We live in a cultural moment in which the religious impulse in community life is beating a hasty retreat. Every other month a new poll comes out showing a decline in religious belief, a decline on church attendance, a decline in personal religious practice and so on. Those secular polls are interspersed with bulletins from denominational headquarters about church closures, administrative down-sizing and other acts of retrenchment. We go to meetings of our parish councils and see the bills for shoring up our collapsing physical plants, while absorbing the treasurer’s report of the decline in per capita giving, all this after listening to a reading of the names of those saints—tithers all—who have been raised to the church triumphant since the last meeting. Having no idea how we’re going to make it into next year, we shuffle home from our meetings and watch the evening news, only to be told that there are crazy people chopping off the heads of our fellow Christians in other parts of the world. “How can this go on,” we ask ourselves.
I have sat through countless children’s sermons in which the presenter asks the kids, “Do you know what the church is?” Invariably, little Johnny or Susie will pipe up and say, “The building!” Whereupon all the adults will smile knowingly at the trap into which the little tyke has fallen. “No Johnny/Susie,” the presenter replies, “the church is all of us.” Whereupon all the adults will smile knowingly at the “lightbulb moment” which the church has just facilitated for the next generation.
As I see it, however, the biggest challenge on this front facing us today is not the children confusing the church for the building, but rather the adults confusing the church with the institution.
So much of the church’s energy these days is directed, unhelpfully, into institutional survival. It’s a normal response towards any transgenerational undertaking: nobody wants it to fold on our watch. But what we are witnessing is the folding of administrative structures, of buildings, of staffing arrangements, and compensation packages. None of that is the church.
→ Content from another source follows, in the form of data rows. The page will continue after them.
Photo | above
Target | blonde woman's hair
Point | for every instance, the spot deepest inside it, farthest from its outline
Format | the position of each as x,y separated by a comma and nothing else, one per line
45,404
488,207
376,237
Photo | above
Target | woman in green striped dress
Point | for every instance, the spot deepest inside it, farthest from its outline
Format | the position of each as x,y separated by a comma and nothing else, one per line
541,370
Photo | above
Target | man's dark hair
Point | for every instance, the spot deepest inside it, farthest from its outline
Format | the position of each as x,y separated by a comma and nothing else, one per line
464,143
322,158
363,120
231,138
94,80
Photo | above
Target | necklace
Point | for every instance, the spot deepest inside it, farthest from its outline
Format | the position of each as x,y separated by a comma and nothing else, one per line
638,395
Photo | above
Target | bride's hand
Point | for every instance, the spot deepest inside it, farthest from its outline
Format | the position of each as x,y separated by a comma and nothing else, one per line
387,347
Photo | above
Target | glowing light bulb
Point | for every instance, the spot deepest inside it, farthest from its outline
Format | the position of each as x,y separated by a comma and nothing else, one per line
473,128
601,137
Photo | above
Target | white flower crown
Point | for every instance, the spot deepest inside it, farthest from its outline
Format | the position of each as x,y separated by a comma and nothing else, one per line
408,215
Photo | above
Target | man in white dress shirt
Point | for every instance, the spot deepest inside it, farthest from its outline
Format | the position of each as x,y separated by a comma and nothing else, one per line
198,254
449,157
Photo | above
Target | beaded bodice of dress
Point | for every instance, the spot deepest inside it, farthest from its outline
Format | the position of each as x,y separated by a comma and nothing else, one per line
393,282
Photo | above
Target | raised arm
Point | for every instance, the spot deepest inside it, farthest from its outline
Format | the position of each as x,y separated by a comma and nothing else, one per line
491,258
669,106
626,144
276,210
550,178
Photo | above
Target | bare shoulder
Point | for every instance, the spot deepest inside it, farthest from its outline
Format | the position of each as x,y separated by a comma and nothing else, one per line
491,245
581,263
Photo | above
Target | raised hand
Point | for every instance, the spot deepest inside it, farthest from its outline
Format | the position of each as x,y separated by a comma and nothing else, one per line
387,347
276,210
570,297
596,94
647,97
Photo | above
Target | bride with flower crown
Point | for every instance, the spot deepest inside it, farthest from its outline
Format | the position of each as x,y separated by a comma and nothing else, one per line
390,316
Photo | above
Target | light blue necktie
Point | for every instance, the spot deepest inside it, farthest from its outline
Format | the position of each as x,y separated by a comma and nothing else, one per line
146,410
They’ve been nice accoutrements that have helped the church do its work, but they were always add-ons, side dishes, non-essential elements that perhaps made life easier and more manageable, but nothing more. This week’s gospel text provides a tremendous opportunity for the thoughtful pastor to talk to their congregation about this important subject in a way that reclaims this text from the wars of the Reformation and which reminds the church of the true source if its life and strength, namely, Jesus Christ, the son of the living God. This one is Lord of both Protestants and Catholics. It is in him that we find our strength, our unity and, most importantly for this conversation, our future.
Timothy F. Simpson is Editor Emeritus of Political Theology.
Found this to be a thoughtful discussion of how we’ve often sinfully interpreted this text to guard our own fishing grounds. I appreciate the background about the Matthean community as one not anchored by our myopic church forms, but freed by the gospel to move from these idols of our making… to that which benefits proclamation.